Introducing La Perla: “We sing about the raw violence that we’ve lived in this country” | Songlines
Thursday, February 2, 2023

Introducing La Perla: “We sing about the raw violence that we’ve lived in this country”

By Gonçalo Frota

Meet the Colombian trio who are using the rhythms and vernacular of their traditional culture to transmit a message of defiance

Laperla Paris 06 22 59 By Kapturing

La Perla (photo: Kapturing)

Diana Sanmiguel, Karen Forero and Giovanna Mogollón first stumbled upon each other in Bogotá’s ruedas – informal gatherings of musicians playing traditional music in the capital’s streets. Acknowledging their common love for gaitas (a traditional Colombian flute) and drums, Forero challenged her two new friends to try their luck at Ovejas’ Festival Nacional de Gaitas in 2014. At the time, it was both a musical novelty and a feminist stand for an all-female group to play at such a male-dominated event.

“That first year wasn’t brilliant,” they confess. “But we went back the following year and won the amateur category, which led to a great deal of recognition and it prompted us to start carving our own path. That meant not only playing traditional music, but also taking a shot at songwriting.” Since there is no shortage of female groups in Bogotá working with traditional music as their creative basis, they started to reflect on how they could put together a sound that would make them unique in the city. “And once we asked ourselves what could differentiate us,” Mogollón says, “we thought that being bogotanos from Colombian Caribe where all this folk music comes from, we should lend a ‘Bogotá touch’ to the music we were going to make.”

Musically speaking, this ‘Bogotá touch’ means being porous to rock and hip-hop influences, as well as other countries’ music traditions, such as merengue or rumba. When all this effortlessly gelled together, La Perla was truly born. But their uniqueness doesn’t end there. Apart from the instrumental output, with a somewhat punk attitude applied to regional rhythms, Forero believes that their lyrics “stress the difference” between their music and any tradition that was passed along to them. “While traditional lyrics always narrate a rural environment, these urban city lyrics speak of themes that are closer to our lives.”

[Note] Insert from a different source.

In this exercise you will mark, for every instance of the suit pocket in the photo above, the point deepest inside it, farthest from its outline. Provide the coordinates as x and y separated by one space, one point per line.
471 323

La Perla (photo: Kapturing)

La Perla (photo: Kapturing)

Sanmiguel explains that they don’t shy away from singing about “the harsh labour that often goes unrecognised of those who work the fields” (as heard on ‘El Sol’), “Amazonia’s bleeding devastation” (on the track ‘Selva’), or the mistreated Indigenous culture (listen to ‘Chicharachera’). Nor are they silent on the assassination of ecological and social leaders fighting for justice and equal rights. In short: “We sing about the raw violence that we’ve lived in this country and, still, we get to sing about la fiesta.”

All these songs are part of Callejera, the Colombians’ long awaited debut that follows their 2021 collaboration with UK jazz sensation Nubya Garcia. The album features an array of rhythms from the Gran Caribe, from cumbia and merengue to rumba, champeta and bullerengue. While sounding these different rhythms, the members of La Perla sing, point fingers and celebrate life and nature. Named after the music they heard growing up in the streets (calles), Callejera’s tropical drums are a roaring echo that travels through time, sounding a thunderous traditional resistance to contemporary violence. At the same time, La Perla claim, the drums act as a reminder of the continuous struggle for identity.